Wir haben einen angenehmen Text ausgesucht. Laudatio zur Vergabe des BLA-Preises 2014



Ein Programmhefttext muss die Axt sein für das gefrorene Meer in uns. Was Franz Kafka über das Buch schrieb, kann, wenn wir heute den besten Ankündigungstext des 100° Festivals 2014 auszeichnen, auch nicht verkehrt sein. Wer in der vom wissenschaftlichen Fachdiskurs bisher eher stiefmütterlich behandelten Form lediglich ein Marketing-Tool sieht, verkennt die spezifischen Qualitäten, die das Genre bietet: Der literarische Möglichkeitsraum erstreckt sich hier nicht ins Unendliche, sondern ist streng auf 700 Anschläge begrenzt. Eine Einschränkung, die die Autor/innen vor eine Herausforderung stellt und Präzision, Konkretion und eine schweinegeile Idee verlangt: Mit einem andauernden lauwarmen Föhnlüftchen hat noch niemand einen Ozean aufgetaut. Wie ein Axthieb muss der Text einschlagen, muss das gefrorene Meer in uns gleichsam zerbersten, unsere Augen und Seelen für das nachfolgend Hinzukommende – die Aufführung – weiten.

Lobende Erwähnungen

Bevor wir gleich den Preis der 100WORT-Jury für den Besonders Lobenswerten Ankündigungstext – BLA – vergeben, möchten wir zwei Texte lobend erwähnen und ihre Autoren mit Gutscheinen für das präziseste aller Getränke belohnen: Wodka-Shots.

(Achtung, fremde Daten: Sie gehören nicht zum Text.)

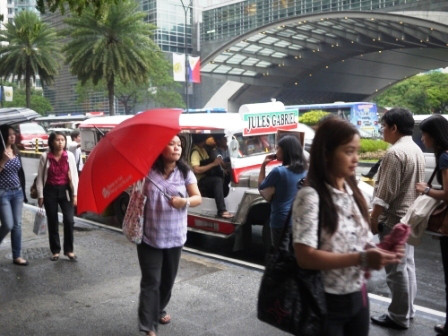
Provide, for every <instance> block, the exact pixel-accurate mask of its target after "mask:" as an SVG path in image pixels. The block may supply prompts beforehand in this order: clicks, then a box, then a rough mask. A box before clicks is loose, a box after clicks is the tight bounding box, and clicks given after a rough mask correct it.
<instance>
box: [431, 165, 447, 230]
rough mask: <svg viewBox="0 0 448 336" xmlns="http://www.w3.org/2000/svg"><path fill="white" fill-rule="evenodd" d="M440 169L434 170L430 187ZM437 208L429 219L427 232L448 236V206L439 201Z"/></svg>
mask: <svg viewBox="0 0 448 336" xmlns="http://www.w3.org/2000/svg"><path fill="white" fill-rule="evenodd" d="M437 169H438V167H436V168H435V169H434V172H433V173H432V175H431V178H430V179H429V181H428V186H429V187H431V182H432V179H433V178H434V175H435V173H436V171H437ZM437 202H439V203H438V205H437V207H436V208H435V209H434V210H433V211H432V212H431V215H430V216H429V219H428V227H427V228H426V230H427V231H429V232H430V233H431V232H432V233H438V234H442V235H448V204H447V203H446V202H445V201H440V200H437Z"/></svg>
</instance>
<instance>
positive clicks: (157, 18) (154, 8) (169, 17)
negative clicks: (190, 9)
mask: <svg viewBox="0 0 448 336" xmlns="http://www.w3.org/2000/svg"><path fill="white" fill-rule="evenodd" d="M183 3H184V4H185V6H186V9H187V18H185V10H184V7H183V4H182V1H181V0H141V8H142V11H143V12H145V13H147V16H146V22H148V23H151V24H153V25H155V26H156V27H157V28H156V32H155V35H154V41H155V42H156V43H157V45H158V46H159V47H160V49H162V50H163V51H165V52H176V53H182V54H183V53H184V52H185V36H186V39H187V52H188V53H191V25H190V22H191V11H190V10H188V6H189V4H190V0H184V2H183ZM185 30H186V31H185Z"/></svg>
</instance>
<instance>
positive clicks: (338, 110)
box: [285, 102, 380, 137]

Mit der ersten Schnapsrunde zeichnen wir einen Text aus, der uns anspricht. Das lyrische Wir richtet sich unmittelbar an ein Du, die Kluft zwischen Leser und Autor wird via Kettenmail leichtfüßig überquert. Das Motiv des Zusammenführens, der Begegnung, wird auf inhaltlicher Ebene fortgeführt: Okkultismus, Jane Fonda Workout und die Erlösung des zeitgenössischen Tanzes – spielerisch bringt der Text zusammen, was nicht zusammengehört. Wir bleiben verhext zurück. Eine Lobende Erwähnung der Jury geht an Flesh System für #Abyss.Witchroulette. Please come to the stage.

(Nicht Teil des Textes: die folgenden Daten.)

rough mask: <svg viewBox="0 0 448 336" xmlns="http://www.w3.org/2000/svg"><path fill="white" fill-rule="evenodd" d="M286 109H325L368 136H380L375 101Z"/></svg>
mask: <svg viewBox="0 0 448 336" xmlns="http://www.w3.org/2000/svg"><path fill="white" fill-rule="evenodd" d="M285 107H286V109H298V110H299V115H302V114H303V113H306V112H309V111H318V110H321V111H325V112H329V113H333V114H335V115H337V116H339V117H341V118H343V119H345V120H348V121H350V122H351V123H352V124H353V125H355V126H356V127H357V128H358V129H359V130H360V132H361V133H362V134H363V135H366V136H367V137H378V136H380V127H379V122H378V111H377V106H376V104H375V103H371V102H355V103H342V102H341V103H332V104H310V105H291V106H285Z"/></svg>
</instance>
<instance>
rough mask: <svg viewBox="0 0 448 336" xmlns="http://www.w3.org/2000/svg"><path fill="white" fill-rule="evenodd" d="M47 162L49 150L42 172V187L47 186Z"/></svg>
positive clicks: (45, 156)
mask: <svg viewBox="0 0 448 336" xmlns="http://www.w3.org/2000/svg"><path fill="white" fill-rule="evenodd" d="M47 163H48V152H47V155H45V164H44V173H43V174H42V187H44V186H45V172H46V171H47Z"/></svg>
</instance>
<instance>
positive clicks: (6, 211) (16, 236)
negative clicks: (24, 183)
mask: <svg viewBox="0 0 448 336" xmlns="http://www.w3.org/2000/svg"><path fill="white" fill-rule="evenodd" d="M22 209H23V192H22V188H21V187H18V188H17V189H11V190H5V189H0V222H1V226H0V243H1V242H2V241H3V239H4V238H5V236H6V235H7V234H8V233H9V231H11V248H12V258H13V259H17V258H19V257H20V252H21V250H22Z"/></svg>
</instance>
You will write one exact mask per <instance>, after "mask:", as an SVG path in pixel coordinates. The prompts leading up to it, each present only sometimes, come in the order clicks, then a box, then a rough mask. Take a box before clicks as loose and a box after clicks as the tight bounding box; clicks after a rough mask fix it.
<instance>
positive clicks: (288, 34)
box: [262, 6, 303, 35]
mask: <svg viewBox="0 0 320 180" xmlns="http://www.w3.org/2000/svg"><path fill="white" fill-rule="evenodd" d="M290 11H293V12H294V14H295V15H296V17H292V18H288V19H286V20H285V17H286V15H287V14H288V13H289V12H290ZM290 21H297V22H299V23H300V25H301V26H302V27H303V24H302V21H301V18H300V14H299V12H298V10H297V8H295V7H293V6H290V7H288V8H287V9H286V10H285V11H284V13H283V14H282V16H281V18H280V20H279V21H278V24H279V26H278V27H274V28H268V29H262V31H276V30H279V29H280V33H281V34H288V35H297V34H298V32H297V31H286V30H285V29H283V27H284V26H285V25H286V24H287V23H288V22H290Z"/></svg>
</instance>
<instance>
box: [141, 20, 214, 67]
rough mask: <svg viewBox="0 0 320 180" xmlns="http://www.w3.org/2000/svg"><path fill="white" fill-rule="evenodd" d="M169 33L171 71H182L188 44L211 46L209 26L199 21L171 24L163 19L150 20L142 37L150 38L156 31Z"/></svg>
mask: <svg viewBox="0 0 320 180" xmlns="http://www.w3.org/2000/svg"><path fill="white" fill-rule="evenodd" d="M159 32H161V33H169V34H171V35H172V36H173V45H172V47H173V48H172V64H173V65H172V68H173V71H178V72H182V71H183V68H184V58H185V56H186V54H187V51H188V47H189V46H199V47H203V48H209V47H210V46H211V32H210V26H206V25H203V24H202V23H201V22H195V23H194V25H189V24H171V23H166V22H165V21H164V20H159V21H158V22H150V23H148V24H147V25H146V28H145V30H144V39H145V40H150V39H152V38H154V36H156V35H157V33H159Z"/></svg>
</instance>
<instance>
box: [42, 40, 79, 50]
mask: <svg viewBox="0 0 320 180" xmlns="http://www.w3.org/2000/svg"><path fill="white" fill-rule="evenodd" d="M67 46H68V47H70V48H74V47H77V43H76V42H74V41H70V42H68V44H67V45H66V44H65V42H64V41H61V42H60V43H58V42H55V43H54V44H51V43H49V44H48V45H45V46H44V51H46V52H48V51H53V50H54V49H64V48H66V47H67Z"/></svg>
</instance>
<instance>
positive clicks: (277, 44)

Weiterhin möchten wir einen Text lobend erwähnen, den wir mögen. Der Text zeigt nicht wie, sondern was gemocht wird: Die beiden Mögenden breiten ihr Schwärmen nicht in selbstverliebter Eitelkeit aus, sondern überlassen den knappen Raum in einem hingebungsvollen Akt der Agape dem Gegenstand ihres Mögens, auf dass auch wir seiner ansichtig werden können. Wenn wir diesen Text – dieses Bild – betrachten, sehen wir Regenbögen im Himmel – wir werden ins Meer tanzen – die zweite Schnapsrunde geht an Gudmundsson und Schäfer für St. Tropez.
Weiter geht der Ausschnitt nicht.